Valorisation des salaires, sécurité des ouvriers, réduction du temps de travail, les mouvements ouvriers se saisissent de la grève comme outil révolutionnaire pour protester contre une organisation du travail oppressante, affirmer un contrepouvoir et renverser le système capitaliste.
- Marion Fontaine historienne, professeure au Centre d’histoire de Sciences Po
Débrayer pour mieux travailler et pour mieux vivre : c’est la grève ! Nous voici plongé dans un univers mécanique, car débrayer signifie que nous supprimons la liaison entre deux arbres précédemment embrayés. Au moment d’appuyer sur la pédale de débrayage d’une voiture, la boîte de vitesse est disjointe du moteur, justement pour changer de vitesse. Débrayer, c’est aussi se laisser aller, être en roue libre. Les travailleurs ne se laissent pas aller quand ils se mettent en grève, quand ils arrêtent le travail pour appuyer leurs revendications, autrement dit quand ils débrayent. Comment s’est opéré le passage de la révolte à la grève ? Comment les mouvements ouvriers ont-ils fait de la grève un outil révolutionnaire ?

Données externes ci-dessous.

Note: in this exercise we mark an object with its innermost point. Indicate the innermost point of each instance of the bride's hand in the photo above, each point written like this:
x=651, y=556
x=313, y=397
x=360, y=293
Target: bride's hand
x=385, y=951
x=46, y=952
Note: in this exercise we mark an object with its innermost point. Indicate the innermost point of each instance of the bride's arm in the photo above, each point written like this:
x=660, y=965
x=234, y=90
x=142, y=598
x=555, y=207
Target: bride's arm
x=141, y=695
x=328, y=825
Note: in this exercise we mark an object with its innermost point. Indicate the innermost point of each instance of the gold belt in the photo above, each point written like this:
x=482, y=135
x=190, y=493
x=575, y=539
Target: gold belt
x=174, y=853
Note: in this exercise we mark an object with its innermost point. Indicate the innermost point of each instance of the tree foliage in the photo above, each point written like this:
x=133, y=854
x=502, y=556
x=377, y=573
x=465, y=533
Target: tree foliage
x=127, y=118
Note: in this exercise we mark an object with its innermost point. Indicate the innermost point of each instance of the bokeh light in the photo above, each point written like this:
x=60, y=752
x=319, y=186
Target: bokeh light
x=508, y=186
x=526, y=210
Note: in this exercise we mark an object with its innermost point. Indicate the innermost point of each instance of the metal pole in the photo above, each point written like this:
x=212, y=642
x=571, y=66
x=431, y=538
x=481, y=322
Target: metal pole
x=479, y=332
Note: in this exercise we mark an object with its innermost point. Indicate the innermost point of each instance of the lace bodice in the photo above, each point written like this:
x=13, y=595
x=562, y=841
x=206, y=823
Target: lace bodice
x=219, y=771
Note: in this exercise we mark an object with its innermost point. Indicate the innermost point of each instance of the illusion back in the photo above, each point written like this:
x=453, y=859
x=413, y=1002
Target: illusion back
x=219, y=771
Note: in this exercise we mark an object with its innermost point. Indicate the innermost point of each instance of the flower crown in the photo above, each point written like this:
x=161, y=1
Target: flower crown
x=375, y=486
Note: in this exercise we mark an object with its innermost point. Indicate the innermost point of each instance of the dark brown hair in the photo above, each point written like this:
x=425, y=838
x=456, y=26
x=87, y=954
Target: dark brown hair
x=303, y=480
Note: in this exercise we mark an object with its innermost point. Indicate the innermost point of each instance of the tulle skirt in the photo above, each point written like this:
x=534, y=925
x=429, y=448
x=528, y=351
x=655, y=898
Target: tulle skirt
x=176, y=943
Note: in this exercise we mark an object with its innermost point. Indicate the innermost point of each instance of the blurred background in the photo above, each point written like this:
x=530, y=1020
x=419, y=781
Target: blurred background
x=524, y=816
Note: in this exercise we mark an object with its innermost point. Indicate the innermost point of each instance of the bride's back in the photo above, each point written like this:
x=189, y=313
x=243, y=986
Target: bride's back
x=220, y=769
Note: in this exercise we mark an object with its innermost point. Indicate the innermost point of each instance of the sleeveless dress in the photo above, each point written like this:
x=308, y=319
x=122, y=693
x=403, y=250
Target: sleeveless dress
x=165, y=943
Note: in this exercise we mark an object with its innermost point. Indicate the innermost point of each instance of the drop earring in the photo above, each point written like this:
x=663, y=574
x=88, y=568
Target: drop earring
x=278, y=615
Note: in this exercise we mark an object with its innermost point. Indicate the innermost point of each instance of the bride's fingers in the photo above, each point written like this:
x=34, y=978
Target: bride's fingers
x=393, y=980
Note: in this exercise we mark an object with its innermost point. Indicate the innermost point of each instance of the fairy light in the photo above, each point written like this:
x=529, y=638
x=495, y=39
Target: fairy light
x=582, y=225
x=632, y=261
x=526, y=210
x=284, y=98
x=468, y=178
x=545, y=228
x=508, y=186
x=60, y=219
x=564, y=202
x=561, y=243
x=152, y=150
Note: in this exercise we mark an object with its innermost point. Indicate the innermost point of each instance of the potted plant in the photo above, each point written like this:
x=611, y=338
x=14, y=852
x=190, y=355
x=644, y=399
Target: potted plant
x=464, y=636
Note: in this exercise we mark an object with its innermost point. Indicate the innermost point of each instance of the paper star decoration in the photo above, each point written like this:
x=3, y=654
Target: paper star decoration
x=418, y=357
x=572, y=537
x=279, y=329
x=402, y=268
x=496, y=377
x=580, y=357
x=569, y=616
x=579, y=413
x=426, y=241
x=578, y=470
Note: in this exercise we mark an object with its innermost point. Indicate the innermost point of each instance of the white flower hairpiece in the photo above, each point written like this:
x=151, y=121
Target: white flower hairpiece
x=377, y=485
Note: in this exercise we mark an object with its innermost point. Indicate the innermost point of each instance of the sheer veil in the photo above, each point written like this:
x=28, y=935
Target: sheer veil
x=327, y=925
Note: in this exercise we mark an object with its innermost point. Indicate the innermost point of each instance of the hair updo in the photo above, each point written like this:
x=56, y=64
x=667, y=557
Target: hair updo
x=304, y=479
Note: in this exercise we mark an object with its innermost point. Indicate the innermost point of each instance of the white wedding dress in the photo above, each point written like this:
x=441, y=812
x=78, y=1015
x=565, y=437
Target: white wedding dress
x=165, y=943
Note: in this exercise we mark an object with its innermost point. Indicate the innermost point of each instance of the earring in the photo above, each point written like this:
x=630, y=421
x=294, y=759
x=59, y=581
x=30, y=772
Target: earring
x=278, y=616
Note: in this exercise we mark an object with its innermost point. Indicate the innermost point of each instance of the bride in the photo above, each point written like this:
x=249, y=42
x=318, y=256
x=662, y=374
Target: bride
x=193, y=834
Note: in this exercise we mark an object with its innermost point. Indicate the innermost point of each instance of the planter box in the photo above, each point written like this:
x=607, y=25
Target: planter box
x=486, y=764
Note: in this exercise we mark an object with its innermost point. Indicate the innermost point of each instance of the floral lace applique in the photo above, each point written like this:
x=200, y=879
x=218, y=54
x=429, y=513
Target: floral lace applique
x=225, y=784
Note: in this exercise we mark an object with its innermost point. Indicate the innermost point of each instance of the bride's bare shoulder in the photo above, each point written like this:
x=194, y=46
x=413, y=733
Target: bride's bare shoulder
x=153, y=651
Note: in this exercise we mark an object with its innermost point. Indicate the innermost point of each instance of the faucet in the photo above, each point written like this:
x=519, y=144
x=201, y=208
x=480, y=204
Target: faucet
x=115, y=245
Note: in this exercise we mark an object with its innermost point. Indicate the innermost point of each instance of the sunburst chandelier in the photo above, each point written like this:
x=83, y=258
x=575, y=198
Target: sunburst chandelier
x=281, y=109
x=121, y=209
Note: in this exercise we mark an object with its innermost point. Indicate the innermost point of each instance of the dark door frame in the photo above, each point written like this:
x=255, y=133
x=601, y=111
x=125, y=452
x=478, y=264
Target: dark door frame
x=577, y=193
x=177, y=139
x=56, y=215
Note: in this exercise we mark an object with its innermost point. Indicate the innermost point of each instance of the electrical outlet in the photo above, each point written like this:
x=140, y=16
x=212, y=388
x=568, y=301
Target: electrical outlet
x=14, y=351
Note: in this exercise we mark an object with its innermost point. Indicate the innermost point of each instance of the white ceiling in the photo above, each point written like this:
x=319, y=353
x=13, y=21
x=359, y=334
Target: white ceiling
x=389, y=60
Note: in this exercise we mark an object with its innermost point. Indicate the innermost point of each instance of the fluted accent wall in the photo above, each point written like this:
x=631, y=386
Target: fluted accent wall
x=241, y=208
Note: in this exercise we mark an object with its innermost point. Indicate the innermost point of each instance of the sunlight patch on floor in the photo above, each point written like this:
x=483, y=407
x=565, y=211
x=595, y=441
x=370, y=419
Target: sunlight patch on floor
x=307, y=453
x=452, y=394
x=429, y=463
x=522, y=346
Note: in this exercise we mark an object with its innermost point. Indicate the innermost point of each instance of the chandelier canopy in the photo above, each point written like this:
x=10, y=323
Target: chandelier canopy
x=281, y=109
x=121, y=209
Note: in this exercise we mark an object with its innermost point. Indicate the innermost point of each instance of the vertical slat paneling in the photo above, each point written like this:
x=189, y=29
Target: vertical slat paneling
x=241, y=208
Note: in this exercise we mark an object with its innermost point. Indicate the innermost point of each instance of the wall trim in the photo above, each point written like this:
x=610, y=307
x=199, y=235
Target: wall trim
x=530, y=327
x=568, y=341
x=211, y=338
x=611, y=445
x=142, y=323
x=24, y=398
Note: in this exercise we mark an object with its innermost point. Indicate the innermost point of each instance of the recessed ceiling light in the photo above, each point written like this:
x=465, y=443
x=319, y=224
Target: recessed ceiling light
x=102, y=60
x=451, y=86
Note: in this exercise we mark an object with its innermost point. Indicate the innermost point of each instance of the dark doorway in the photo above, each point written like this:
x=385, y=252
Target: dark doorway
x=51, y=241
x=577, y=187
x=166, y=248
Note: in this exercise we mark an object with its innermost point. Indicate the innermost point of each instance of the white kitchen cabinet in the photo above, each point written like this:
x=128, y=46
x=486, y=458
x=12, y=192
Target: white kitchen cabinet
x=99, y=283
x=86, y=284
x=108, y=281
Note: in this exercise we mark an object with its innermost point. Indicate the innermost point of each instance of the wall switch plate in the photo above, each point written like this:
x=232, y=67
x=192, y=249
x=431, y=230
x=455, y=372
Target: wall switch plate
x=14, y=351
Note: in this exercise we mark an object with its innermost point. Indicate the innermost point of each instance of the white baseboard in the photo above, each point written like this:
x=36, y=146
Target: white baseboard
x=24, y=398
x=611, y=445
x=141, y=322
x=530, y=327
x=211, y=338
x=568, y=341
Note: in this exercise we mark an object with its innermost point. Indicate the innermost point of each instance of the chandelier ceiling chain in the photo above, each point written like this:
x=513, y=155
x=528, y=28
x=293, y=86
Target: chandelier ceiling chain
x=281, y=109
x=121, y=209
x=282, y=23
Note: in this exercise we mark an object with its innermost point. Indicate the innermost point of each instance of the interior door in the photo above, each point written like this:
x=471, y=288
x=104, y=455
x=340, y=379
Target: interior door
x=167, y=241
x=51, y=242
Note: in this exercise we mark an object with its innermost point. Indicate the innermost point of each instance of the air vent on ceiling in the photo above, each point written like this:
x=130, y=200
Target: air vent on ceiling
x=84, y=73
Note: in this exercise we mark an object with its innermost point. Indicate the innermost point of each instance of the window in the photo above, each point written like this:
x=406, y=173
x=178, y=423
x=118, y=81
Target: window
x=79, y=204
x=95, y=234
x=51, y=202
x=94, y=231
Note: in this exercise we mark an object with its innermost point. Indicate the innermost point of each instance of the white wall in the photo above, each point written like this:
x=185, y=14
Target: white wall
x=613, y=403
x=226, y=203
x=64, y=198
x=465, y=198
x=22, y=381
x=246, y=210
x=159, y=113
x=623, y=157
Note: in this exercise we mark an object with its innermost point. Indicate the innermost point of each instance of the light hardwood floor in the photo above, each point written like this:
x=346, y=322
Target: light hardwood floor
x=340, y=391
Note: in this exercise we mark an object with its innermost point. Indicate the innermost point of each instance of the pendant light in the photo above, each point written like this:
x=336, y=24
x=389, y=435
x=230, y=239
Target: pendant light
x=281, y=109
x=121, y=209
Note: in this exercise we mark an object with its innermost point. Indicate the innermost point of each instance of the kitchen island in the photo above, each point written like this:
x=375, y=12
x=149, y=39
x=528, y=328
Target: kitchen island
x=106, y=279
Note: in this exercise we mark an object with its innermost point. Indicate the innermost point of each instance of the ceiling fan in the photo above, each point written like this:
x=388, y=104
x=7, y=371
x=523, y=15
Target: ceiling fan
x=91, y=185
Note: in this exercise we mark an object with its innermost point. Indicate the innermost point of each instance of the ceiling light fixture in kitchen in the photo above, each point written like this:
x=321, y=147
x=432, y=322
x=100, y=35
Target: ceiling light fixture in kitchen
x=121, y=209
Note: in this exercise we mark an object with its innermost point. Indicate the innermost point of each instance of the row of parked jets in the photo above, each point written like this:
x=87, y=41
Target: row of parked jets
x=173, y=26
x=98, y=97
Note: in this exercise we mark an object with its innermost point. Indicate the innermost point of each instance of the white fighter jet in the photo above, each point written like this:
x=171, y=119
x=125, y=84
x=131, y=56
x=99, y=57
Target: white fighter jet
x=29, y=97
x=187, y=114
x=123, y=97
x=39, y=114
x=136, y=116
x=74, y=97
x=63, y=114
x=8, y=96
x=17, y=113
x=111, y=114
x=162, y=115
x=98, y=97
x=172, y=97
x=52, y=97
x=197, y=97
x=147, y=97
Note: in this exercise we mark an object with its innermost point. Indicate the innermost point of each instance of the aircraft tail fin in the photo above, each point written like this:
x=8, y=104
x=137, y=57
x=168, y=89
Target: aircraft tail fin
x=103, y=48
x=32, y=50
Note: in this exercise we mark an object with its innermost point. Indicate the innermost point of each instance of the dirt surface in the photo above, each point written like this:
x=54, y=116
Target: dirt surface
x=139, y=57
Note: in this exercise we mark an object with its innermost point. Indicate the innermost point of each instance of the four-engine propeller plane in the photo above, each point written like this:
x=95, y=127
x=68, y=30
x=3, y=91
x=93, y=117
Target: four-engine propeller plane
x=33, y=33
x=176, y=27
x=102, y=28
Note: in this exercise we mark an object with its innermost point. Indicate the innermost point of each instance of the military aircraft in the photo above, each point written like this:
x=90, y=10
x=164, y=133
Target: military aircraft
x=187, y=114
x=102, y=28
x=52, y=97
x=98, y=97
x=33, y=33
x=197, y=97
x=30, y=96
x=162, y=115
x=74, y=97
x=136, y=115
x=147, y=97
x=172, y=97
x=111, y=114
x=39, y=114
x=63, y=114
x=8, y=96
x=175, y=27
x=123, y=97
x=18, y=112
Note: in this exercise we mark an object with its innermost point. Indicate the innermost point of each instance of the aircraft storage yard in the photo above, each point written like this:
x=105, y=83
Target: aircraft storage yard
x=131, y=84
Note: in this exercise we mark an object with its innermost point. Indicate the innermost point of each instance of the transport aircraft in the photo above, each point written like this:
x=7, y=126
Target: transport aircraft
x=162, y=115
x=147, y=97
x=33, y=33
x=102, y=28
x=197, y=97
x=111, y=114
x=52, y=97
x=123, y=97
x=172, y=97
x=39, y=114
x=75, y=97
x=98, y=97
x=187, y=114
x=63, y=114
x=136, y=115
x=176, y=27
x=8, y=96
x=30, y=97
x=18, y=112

La grève, arme privilégiée de la classe ouvrière
Des avancées sociales considérables ont lieu durant le dernier tiers du XIXe siècle : la loi Waldeck-Rousseau de 1884 autorise les syndicats professionnels, celle de 1892 limite à 11 heures par jour le temps de travail des femmes et des enfants et celle de 1898 crée un régime spécial d'indemnisation des victimes d'accidents du travail. Ces différentes législations s’inscrivent dans le cadre de mobilisations ouvrières extrêmement soutenues. Les syndicats ouvriers et les partis socialistes s’affirment et font de la grève un outil de revendication politique majeur. L'historienne Marion Fontaine nous rappelle que "la grève, comme forme de contestation privilégiée par les ouvriers, comme arrêt de travail qui vise à développer un rapport de force pour contraindre le patron à céder sur une question de salaires, de conditions de travail, de temps de travail... la grève se développe et s'impose parmi les ouvriers à partir des années 1850-1870".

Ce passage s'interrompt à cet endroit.